Go back and read what Kacey wrote.  I agree completely.

One thing that helped me with this same problem is I would hold onto a chair and do my kicks low and slow--very slow.  Then gradually raise the height, but still go slow.

AoG


----------



## zDom (Dec 6, 2006)

ArmorOfGod said:


> One thing that helped me with this same problem is I would hold onto a chair and do my kicks low and slow--very slow.  Then gradually raise the height, but still go slow.
> 
> AoG



A variation on this: hold the kick at the fully-extended position, going for perfect form/position, and try to raise it an inch higher and for 30 seconds.

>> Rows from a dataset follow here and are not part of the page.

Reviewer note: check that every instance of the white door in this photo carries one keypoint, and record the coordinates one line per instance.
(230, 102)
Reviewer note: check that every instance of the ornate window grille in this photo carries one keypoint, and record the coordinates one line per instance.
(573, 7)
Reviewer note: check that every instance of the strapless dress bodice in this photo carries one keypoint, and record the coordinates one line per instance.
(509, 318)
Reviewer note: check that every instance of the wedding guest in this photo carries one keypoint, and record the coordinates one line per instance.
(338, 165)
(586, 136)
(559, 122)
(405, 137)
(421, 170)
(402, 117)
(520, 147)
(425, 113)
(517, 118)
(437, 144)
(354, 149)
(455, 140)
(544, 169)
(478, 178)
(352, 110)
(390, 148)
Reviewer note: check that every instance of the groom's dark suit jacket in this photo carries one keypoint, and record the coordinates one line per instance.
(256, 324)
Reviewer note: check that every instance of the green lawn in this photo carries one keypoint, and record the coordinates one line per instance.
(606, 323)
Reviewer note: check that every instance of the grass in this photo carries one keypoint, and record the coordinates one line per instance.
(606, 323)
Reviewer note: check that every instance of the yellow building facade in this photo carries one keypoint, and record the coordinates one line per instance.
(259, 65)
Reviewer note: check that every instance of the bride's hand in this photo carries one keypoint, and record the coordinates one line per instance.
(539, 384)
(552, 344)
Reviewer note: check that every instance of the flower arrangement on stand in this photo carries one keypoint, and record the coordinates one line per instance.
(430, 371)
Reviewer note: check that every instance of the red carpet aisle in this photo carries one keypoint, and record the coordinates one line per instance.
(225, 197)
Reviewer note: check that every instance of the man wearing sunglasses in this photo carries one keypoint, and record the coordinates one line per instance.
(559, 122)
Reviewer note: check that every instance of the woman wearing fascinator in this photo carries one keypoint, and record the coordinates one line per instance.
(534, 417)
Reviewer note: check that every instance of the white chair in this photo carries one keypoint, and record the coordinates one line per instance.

Buncha great advice above in this thread! Read and heed!


----------



## Shotochem (Dec 6, 2006)

KempoFlow said:


> I have the exact opposite problem. I can't kick the bag to save my life.


 
Don't aim to hit the bag.  Hit through the bag with your target being behind the bag or the person holding the bag.  The bag is merely in front of what you want to hit.  Focus, intent & penetration.


----------



## Robert Lee (Dec 6, 2006)

Spend a good time streching as you need to be flexable for kicking. Now kicking air first you want to never through full power kicks in the air they can be fast but stop them just short of full extension or you will regret it a few years later. Bags pads and such lets you see a target You strike through that target. For power. You focus say 6 inches beyond impact point. Air you have to use your minds eye to strike the area high or low that you are shooting for. Far as hurting your hip. Agin strech. loosen up Pivot you supporting leg/foot to adjust you body for the kick. Try practicing a rear leg kick to achive proper motion then if you through the lean leg you through it simular as the rear leg just a short motion. Might go to your bag throw some slow kicks just touching the bag look at your perormance and then try the same in the air Remember hold the power and stop the kicks just short of full extension.


----------



## The Kidd (Dec 6, 2006)

All great advice, my only 2 cents worth would be on your round roll your hip a little more over, sometimes when we kick in the air we dont follow thru not with our leg but our hips when we are kicking a target we more naturally do it.


----------



## donna (Dec 6, 2006)

Thanks for the help, a lot of good ideas there I can use.


----------